ここに通い続けて、4日目になる。
民主主義の根幹を問う青年が、ハンガーストライキを続けている沖縄県の宜野湾市役所前だ。
昨年、条例制定に必要な9万を超える署名を集めた「『辺野古』県民投票の会」の代表を務める元山仁士郎さん(27)が、2019年1月15日から、ハンガーストを始めている。
「身体を張るしかない」
昨年10月、元山さんらの集めた署名にもとづく県民投票条例が沖縄県議会で可決され、その後、2月14に告示、2月24日の投票が決まった。
だが、県内でも人口の多い沖縄市やうるま市、宜野湾市、それに宮古島市や石垣市の5つの市議会が投票にかかる予算を否決し、相次いで不参加を表明した。
地元出身の元山さんは不参加を表明した何人かの市長とも面会して翻意を促したが、いずれも受け入れてはくれなかった。

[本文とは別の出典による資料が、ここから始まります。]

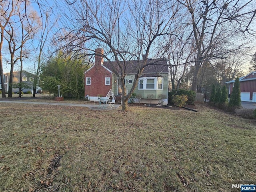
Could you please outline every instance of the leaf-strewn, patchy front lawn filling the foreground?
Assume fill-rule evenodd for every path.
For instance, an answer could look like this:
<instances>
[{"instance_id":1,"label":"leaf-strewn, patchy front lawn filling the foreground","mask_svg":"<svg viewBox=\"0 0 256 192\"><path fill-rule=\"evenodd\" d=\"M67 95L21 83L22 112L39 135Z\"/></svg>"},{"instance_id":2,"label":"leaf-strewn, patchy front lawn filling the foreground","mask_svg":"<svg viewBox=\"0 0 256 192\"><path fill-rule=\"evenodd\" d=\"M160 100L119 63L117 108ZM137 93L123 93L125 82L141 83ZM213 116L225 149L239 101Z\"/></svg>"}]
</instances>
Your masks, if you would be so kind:
<instances>
[{"instance_id":1,"label":"leaf-strewn, patchy front lawn filling the foreground","mask_svg":"<svg viewBox=\"0 0 256 192\"><path fill-rule=\"evenodd\" d=\"M0 109L0 191L229 192L256 178L256 121L205 106Z\"/></svg>"}]
</instances>

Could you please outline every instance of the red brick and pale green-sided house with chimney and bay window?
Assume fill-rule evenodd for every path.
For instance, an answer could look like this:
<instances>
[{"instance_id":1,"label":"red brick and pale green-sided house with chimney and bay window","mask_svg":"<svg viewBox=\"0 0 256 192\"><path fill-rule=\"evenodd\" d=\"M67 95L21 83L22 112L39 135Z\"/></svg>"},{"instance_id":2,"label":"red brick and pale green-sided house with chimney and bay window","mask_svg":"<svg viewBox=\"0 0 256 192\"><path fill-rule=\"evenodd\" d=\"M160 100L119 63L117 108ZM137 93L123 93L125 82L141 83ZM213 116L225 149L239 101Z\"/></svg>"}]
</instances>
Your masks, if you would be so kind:
<instances>
[{"instance_id":1,"label":"red brick and pale green-sided house with chimney and bay window","mask_svg":"<svg viewBox=\"0 0 256 192\"><path fill-rule=\"evenodd\" d=\"M95 63L84 72L85 96L94 101L95 96L106 96L109 92L114 93L116 97L121 96L122 89L118 82L113 68L120 71L116 62L104 62L102 48L95 50ZM98 53L98 55L97 55ZM126 62L126 91L129 92L134 82L135 74L142 60L133 60ZM123 62L122 62L123 63ZM139 77L138 85L134 90L137 98L142 103L149 103L148 98L152 98L151 103L158 104L159 99L164 97L164 105L168 103L168 65L164 59L148 59L148 65L144 68L142 75ZM119 69L119 70L118 70ZM138 102L138 99L135 100Z\"/></svg>"}]
</instances>

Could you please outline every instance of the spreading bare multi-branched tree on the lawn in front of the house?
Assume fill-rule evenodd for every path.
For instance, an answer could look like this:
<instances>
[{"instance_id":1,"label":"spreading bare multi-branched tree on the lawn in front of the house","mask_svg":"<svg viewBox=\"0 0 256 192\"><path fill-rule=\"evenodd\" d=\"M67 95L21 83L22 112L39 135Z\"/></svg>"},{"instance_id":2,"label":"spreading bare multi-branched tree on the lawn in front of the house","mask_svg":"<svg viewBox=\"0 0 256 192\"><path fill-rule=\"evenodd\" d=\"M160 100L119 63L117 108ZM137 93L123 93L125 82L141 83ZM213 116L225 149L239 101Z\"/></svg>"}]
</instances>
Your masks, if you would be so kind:
<instances>
[{"instance_id":1,"label":"spreading bare multi-branched tree on the lawn in front of the house","mask_svg":"<svg viewBox=\"0 0 256 192\"><path fill-rule=\"evenodd\" d=\"M94 54L94 50L88 47L95 47L95 44L106 47L106 52L100 56L113 64L112 70L122 88L122 111L126 111L128 98L134 92L140 74L148 65L147 59L158 53L155 43L161 36L170 35L170 21L178 12L177 4L170 2L172 7L167 8L166 3L154 0L80 0L66 3L68 6L65 10L69 10L69 14L65 19L71 19L69 21L73 26L68 26L72 30L66 27L67 34L59 40L70 39L67 44L69 49L87 50L88 54ZM129 60L142 62L137 62L134 66L135 79L130 92L126 93L126 65Z\"/></svg>"}]
</instances>

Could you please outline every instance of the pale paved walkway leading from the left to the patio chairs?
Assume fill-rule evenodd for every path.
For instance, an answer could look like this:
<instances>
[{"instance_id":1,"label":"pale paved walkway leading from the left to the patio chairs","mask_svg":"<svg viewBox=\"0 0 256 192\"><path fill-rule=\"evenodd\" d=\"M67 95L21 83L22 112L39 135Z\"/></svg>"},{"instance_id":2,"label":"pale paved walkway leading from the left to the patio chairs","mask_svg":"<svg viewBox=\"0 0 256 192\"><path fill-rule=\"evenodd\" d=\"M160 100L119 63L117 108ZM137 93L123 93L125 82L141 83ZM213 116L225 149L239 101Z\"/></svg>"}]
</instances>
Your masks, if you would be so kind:
<instances>
[{"instance_id":1,"label":"pale paved walkway leading from the left to the patio chairs","mask_svg":"<svg viewBox=\"0 0 256 192\"><path fill-rule=\"evenodd\" d=\"M60 103L60 102L32 102L32 101L24 101L24 100L0 100L0 103L22 103L22 104L36 104L36 105L62 105L62 106L78 106L78 107L88 107L93 110L112 110L117 109L120 105L114 104L114 108L108 108L108 104L102 108L98 105L94 104L75 104L75 103Z\"/></svg>"}]
</instances>

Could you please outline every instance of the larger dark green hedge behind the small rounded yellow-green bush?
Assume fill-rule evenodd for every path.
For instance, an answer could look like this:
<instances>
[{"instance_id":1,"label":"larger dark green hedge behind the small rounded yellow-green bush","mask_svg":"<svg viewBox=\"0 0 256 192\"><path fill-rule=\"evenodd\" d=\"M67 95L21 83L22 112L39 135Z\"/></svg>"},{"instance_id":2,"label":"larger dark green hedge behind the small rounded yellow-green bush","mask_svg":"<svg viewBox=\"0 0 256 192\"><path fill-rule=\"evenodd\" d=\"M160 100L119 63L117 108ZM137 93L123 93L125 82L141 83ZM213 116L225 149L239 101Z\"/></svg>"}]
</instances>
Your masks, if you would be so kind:
<instances>
[{"instance_id":1,"label":"larger dark green hedge behind the small rounded yellow-green bush","mask_svg":"<svg viewBox=\"0 0 256 192\"><path fill-rule=\"evenodd\" d=\"M173 89L171 92L168 94L168 101L170 104L174 104L172 101L172 96L174 95L186 95L188 96L188 105L194 105L195 99L196 99L196 92L191 91L191 90L184 90L184 89Z\"/></svg>"}]
</instances>

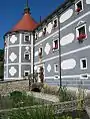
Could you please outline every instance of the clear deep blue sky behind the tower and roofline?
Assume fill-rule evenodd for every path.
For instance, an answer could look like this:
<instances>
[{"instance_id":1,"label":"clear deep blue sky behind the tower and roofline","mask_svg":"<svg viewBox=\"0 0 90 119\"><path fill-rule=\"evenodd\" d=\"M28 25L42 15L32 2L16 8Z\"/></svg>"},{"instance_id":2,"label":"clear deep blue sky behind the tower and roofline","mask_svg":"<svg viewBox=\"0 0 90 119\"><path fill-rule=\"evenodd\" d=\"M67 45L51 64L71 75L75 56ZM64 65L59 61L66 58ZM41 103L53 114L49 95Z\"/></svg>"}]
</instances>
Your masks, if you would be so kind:
<instances>
[{"instance_id":1,"label":"clear deep blue sky behind the tower and roofline","mask_svg":"<svg viewBox=\"0 0 90 119\"><path fill-rule=\"evenodd\" d=\"M28 0L32 17L39 22L53 12L64 0ZM0 48L4 47L3 35L21 18L26 0L0 1Z\"/></svg>"}]
</instances>

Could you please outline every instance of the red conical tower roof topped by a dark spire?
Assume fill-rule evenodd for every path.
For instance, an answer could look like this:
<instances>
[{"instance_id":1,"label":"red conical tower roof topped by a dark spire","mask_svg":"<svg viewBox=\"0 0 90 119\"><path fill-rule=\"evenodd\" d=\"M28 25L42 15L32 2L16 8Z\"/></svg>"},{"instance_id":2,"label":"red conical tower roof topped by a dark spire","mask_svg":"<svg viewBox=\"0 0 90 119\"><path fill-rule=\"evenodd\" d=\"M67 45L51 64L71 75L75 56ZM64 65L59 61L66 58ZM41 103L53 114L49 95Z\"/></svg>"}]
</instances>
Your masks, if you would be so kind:
<instances>
[{"instance_id":1,"label":"red conical tower roof topped by a dark spire","mask_svg":"<svg viewBox=\"0 0 90 119\"><path fill-rule=\"evenodd\" d=\"M11 32L16 31L33 31L38 26L38 23L31 17L28 2L24 9L22 19L11 29Z\"/></svg>"}]
</instances>

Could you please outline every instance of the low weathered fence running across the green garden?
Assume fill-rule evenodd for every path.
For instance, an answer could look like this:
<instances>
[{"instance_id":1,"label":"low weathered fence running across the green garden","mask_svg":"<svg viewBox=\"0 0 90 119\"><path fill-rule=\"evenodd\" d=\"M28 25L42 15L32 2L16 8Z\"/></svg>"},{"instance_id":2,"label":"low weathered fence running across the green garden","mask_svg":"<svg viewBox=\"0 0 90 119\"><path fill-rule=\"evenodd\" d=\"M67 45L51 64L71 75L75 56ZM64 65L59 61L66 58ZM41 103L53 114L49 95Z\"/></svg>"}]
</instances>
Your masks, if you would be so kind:
<instances>
[{"instance_id":1,"label":"low weathered fence running across the green garden","mask_svg":"<svg viewBox=\"0 0 90 119\"><path fill-rule=\"evenodd\" d=\"M89 100L88 100L89 101ZM62 113L62 112L68 112L68 111L73 111L73 110L78 110L78 109L84 109L85 104L83 100L74 100L74 101L68 101L68 102L62 102L62 103L54 103L54 104L46 104L43 105L44 107L49 107L51 106L52 109L54 110L54 113ZM17 110L24 110L24 109L35 109L37 105L35 106L26 106L26 107L19 107L19 108L11 108L11 109L1 109L0 113L4 112L11 112L11 111L17 111ZM39 108L42 107L42 105L38 106Z\"/></svg>"}]
</instances>

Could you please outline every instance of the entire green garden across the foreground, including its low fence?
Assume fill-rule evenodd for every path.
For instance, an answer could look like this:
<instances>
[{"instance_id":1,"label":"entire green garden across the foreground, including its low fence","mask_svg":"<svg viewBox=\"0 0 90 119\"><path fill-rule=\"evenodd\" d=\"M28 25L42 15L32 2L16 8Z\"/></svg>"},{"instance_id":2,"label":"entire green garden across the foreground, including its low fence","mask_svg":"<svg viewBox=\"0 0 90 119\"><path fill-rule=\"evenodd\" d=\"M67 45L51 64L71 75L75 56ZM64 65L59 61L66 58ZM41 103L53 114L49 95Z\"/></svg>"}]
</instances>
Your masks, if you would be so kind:
<instances>
[{"instance_id":1,"label":"entire green garden across the foreground, including its low fence","mask_svg":"<svg viewBox=\"0 0 90 119\"><path fill-rule=\"evenodd\" d=\"M65 90L61 92L63 101L67 102L47 104L48 101L45 102L45 99L35 98L32 93L27 95L26 92L19 91L0 97L0 119L89 119L86 112L83 113L81 101L69 101L65 98Z\"/></svg>"}]
</instances>

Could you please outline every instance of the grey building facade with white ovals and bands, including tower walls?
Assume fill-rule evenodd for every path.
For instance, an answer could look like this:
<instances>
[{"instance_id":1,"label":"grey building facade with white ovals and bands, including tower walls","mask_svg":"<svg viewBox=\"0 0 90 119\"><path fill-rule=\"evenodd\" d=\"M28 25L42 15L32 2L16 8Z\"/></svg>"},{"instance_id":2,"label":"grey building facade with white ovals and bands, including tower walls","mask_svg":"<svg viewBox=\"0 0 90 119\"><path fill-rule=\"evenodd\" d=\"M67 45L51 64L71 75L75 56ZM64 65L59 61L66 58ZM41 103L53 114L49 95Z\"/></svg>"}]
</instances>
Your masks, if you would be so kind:
<instances>
[{"instance_id":1,"label":"grey building facade with white ovals and bands, including tower walls","mask_svg":"<svg viewBox=\"0 0 90 119\"><path fill-rule=\"evenodd\" d=\"M60 85L61 79L62 85L89 89L89 18L90 0L67 0L33 29L6 33L4 80L39 75L42 67L43 82Z\"/></svg>"}]
</instances>

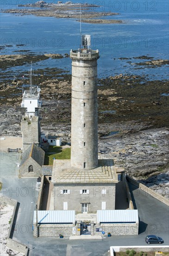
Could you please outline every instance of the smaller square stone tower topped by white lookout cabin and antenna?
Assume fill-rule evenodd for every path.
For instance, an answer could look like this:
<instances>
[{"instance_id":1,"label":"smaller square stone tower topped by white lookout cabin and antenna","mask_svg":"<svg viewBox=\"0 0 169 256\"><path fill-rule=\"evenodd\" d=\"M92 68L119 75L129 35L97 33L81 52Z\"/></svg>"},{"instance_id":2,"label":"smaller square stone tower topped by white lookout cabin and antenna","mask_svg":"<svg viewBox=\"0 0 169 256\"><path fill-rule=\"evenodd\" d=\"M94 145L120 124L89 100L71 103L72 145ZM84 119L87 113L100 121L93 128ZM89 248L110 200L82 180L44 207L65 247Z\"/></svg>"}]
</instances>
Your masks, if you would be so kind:
<instances>
[{"instance_id":1,"label":"smaller square stone tower topped by white lookout cabin and antenna","mask_svg":"<svg viewBox=\"0 0 169 256\"><path fill-rule=\"evenodd\" d=\"M22 97L21 108L25 108L25 115L21 121L23 151L32 143L40 144L39 108L41 108L40 88L32 85L32 68L30 70L30 88L25 90Z\"/></svg>"}]
</instances>

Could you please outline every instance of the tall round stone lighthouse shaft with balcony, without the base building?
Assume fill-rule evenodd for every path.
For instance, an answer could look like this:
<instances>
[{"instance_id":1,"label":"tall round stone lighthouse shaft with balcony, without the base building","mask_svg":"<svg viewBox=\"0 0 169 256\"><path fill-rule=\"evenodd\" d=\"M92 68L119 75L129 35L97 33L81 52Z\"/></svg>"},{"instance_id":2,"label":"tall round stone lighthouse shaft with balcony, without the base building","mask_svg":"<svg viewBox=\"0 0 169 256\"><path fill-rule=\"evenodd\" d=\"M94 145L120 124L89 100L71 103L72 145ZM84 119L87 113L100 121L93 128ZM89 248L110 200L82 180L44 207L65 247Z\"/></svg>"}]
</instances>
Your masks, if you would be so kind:
<instances>
[{"instance_id":1,"label":"tall round stone lighthouse shaft with balcony, without the base building","mask_svg":"<svg viewBox=\"0 0 169 256\"><path fill-rule=\"evenodd\" d=\"M98 166L97 60L90 49L90 35L82 35L82 47L70 51L72 59L71 167Z\"/></svg>"}]
</instances>

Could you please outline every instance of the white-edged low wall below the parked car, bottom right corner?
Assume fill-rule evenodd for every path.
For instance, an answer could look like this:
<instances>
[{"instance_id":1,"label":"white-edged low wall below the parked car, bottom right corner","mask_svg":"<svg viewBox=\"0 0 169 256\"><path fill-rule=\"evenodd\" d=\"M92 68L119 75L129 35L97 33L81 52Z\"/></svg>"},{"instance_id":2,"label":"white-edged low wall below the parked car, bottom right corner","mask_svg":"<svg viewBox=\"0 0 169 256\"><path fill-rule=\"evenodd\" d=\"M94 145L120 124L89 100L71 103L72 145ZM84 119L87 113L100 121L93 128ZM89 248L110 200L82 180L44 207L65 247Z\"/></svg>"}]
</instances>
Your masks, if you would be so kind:
<instances>
[{"instance_id":1,"label":"white-edged low wall below the parked car, bottom right corner","mask_svg":"<svg viewBox=\"0 0 169 256\"><path fill-rule=\"evenodd\" d=\"M134 249L136 252L144 251L162 251L162 252L168 252L169 251L169 246L168 245L149 245L149 246L110 246L110 256L114 255L114 252L125 252L127 249L131 250Z\"/></svg>"}]
</instances>

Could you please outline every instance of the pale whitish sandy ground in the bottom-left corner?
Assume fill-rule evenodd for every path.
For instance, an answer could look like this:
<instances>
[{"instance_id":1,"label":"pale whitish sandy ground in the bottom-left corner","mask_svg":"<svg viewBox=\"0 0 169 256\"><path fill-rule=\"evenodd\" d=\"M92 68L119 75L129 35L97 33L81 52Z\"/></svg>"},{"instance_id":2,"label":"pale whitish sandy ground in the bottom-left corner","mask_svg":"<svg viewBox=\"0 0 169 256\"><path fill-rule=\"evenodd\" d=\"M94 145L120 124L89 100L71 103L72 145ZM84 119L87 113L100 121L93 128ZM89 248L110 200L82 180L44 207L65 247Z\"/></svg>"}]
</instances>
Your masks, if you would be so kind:
<instances>
[{"instance_id":1,"label":"pale whitish sandy ground in the bottom-left corner","mask_svg":"<svg viewBox=\"0 0 169 256\"><path fill-rule=\"evenodd\" d=\"M13 215L13 206L2 203L0 205L0 255L23 256L24 254L13 251L6 247L6 237L9 230L9 221Z\"/></svg>"}]
</instances>

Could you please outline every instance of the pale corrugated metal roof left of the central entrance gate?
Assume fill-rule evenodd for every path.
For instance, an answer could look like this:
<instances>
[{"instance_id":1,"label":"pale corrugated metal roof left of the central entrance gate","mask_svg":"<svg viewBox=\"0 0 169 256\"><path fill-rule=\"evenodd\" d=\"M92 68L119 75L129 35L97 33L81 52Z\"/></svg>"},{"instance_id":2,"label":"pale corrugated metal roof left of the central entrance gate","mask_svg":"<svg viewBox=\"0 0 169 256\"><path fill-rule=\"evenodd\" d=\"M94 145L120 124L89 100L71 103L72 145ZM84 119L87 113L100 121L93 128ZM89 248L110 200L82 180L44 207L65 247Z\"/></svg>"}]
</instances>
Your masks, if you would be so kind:
<instances>
[{"instance_id":1,"label":"pale corrugated metal roof left of the central entrance gate","mask_svg":"<svg viewBox=\"0 0 169 256\"><path fill-rule=\"evenodd\" d=\"M36 223L36 211L33 222ZM38 211L38 223L74 223L75 210Z\"/></svg>"}]
</instances>

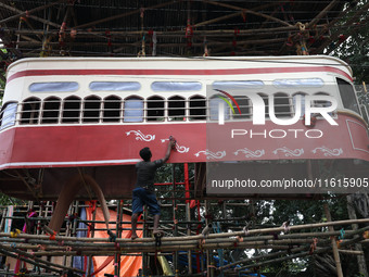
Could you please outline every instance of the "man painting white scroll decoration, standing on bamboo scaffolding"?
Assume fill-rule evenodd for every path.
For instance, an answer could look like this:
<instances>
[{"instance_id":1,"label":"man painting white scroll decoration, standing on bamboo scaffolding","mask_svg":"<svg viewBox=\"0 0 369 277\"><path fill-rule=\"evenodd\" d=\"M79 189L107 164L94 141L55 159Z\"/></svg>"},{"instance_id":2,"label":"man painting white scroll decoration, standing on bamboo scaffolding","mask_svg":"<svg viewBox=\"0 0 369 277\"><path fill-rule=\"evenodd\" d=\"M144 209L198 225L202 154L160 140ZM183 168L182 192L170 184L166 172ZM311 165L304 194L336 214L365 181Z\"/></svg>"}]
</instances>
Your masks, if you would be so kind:
<instances>
[{"instance_id":1,"label":"man painting white scroll decoration, standing on bamboo scaffolding","mask_svg":"<svg viewBox=\"0 0 369 277\"><path fill-rule=\"evenodd\" d=\"M160 235L158 222L161 217L161 207L157 203L154 192L154 177L156 169L166 163L170 156L170 151L176 144L176 141L170 137L167 151L163 159L151 162L152 153L150 148L145 147L141 149L140 156L142 162L136 164L137 182L132 191L132 236L131 239L138 238L137 236L137 219L140 213L143 211L143 205L147 204L149 212L154 216L154 229L153 235Z\"/></svg>"}]
</instances>

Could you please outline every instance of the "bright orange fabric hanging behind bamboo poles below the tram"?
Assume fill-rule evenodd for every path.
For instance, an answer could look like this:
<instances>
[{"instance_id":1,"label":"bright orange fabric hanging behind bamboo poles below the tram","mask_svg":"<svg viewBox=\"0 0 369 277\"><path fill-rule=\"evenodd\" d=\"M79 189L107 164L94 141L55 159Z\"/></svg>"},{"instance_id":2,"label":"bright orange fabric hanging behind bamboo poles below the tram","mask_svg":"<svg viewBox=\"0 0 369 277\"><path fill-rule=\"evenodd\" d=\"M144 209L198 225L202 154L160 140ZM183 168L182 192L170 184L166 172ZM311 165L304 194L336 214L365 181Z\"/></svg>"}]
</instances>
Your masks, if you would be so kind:
<instances>
[{"instance_id":1,"label":"bright orange fabric hanging behind bamboo poles below the tram","mask_svg":"<svg viewBox=\"0 0 369 277\"><path fill-rule=\"evenodd\" d=\"M124 214L122 217L123 222L130 222L131 217L130 215ZM87 207L87 219L92 219L92 207ZM96 221L102 221L104 222L104 215L100 207L97 209L97 216ZM116 212L110 210L110 222L116 222ZM104 223L94 224L94 228L105 228L106 225ZM115 224L109 225L110 229L113 230L115 234ZM141 228L142 225L138 224L138 228ZM123 224L122 228L131 228L130 224ZM138 230L137 235L141 238L142 237L142 230ZM131 231L130 230L123 230L122 231L122 238L130 238ZM94 238L109 238L109 235L106 231L94 231ZM93 270L97 270L100 268L100 266L103 265L104 262L106 262L107 256L94 256L92 259L93 261ZM109 260L107 260L109 261ZM129 277L129 276L137 276L138 270L142 268L142 256L120 256L120 276ZM104 267L101 272L99 272L97 277L103 277L104 274L113 274L114 275L114 259L110 262L110 264Z\"/></svg>"}]
</instances>

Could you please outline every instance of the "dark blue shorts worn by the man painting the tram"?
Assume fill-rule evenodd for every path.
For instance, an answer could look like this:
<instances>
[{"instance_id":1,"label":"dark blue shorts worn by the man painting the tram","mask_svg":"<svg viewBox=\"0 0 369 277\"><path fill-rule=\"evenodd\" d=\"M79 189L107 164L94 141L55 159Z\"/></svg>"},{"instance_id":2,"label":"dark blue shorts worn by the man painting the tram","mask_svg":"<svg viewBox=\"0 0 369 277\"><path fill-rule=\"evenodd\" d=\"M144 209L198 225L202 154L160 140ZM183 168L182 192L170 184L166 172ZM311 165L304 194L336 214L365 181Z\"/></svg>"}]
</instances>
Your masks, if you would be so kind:
<instances>
[{"instance_id":1,"label":"dark blue shorts worn by the man painting the tram","mask_svg":"<svg viewBox=\"0 0 369 277\"><path fill-rule=\"evenodd\" d=\"M152 215L161 214L161 207L157 203L156 196L144 188L136 188L132 191L132 213L140 214L143 211L143 205L149 206L149 212Z\"/></svg>"}]
</instances>

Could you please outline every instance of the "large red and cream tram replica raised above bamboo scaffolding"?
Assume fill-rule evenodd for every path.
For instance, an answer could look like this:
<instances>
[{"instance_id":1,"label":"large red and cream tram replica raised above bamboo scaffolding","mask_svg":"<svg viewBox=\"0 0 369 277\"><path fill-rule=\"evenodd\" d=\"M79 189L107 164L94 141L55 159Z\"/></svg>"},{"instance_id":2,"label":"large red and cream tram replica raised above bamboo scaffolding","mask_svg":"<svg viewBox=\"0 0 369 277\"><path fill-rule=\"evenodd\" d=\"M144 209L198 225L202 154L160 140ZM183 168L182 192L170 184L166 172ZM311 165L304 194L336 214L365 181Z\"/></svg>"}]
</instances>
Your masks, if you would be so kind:
<instances>
[{"instance_id":1,"label":"large red and cream tram replica raised above bamboo scaffolding","mask_svg":"<svg viewBox=\"0 0 369 277\"><path fill-rule=\"evenodd\" d=\"M231 93L227 88L234 84L245 91L236 98L239 113L227 106L225 131L209 138L206 128L219 124L214 114L220 105L208 91ZM247 91L262 97L266 109L268 96L275 97L280 118L293 116L296 95L332 96L338 109L330 115L338 125L318 116L309 126L303 114L292 125L278 125L268 115L265 125L254 125ZM234 144L232 129L243 134ZM160 159L169 136L177 139L169 163L239 161L243 154L255 178L314 174L314 161L334 160L347 176L366 176L369 168L368 126L352 71L331 56L23 59L7 74L0 189L24 199L55 199L63 182L84 172L107 199L130 197L139 150L150 147ZM279 163L292 160L313 161L313 173L303 162Z\"/></svg>"}]
</instances>

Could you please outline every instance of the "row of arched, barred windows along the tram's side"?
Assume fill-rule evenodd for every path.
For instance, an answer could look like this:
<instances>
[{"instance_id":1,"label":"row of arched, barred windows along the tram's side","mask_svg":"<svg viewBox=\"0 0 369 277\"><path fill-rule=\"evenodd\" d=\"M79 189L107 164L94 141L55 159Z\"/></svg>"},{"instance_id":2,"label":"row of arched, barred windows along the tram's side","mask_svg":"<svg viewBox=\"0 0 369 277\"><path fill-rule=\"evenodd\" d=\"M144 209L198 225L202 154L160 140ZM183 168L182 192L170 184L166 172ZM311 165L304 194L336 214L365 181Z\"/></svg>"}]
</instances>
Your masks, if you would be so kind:
<instances>
[{"instance_id":1,"label":"row of arched, barred windows along the tram's side","mask_svg":"<svg viewBox=\"0 0 369 277\"><path fill-rule=\"evenodd\" d=\"M267 95L258 93L265 103L266 116L269 116L269 99ZM302 106L305 100L303 92L293 96L278 92L273 95L275 114L277 117L291 117L294 115L296 96L301 96ZM316 95L327 95L318 92ZM234 102L232 109L225 104L225 119L252 118L253 106L245 96L234 96L241 113ZM173 121L217 121L219 102L217 96L206 99L194 95L188 99L173 96L164 99L152 96L147 99L130 96L122 99L118 96L109 96L101 99L89 96L81 99L69 96L64 99L48 97L41 101L36 97L27 98L23 103L10 102L1 112L1 129L10 127L18 121L20 124L78 124L78 123L139 123L139 122L173 122ZM325 101L315 101L314 105L330 105ZM237 112L232 112L234 110ZM304 109L303 109L304 111ZM302 114L303 115L303 114Z\"/></svg>"}]
</instances>

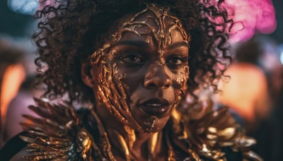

投票の延期や、選択肢を「賛成」「反対」の二択から
「やむを得ない」「どちらとも言えない」を加えることを要求する首長もいるが、玉城デニー知事は、二択のまま予定通りの県民投票を決断した。
とすると、投票事務の準備を考えれば今週が山場となる。
「身体を張るしかない」
元山さんは、覚悟を決めた。
いま、若者の間で基地問題について声をあげることははばかれる。生まれたときから基地があり、基地と共存している若者やその家族も少なくない。基地反対の声をあげれば、傷つく人がたくさんいる。声をあげないで生活することが、対立を避ける処世術であることが、大人の社会を見て育った彼らには染み付いている。葛藤の中で彼らは生きている。沖縄で基地を語ることは苦しいことなのだ。
でも、これ以上の基地の負担を押し付けられることに、違和感を覚える。
「自分たちのことは自分たちで決めたい。私たちの民意はどこにあるのかをはっきりさせる最後のチャンスだ」
葛藤の殻を破ろうと立ち上がったのが元山さんら若者たちだ。県民投票を呼び掛けて街頭で署名集めを始めた。各市町村に出向き、全市町村で条例に必要な50分の1を超える署名を集めた。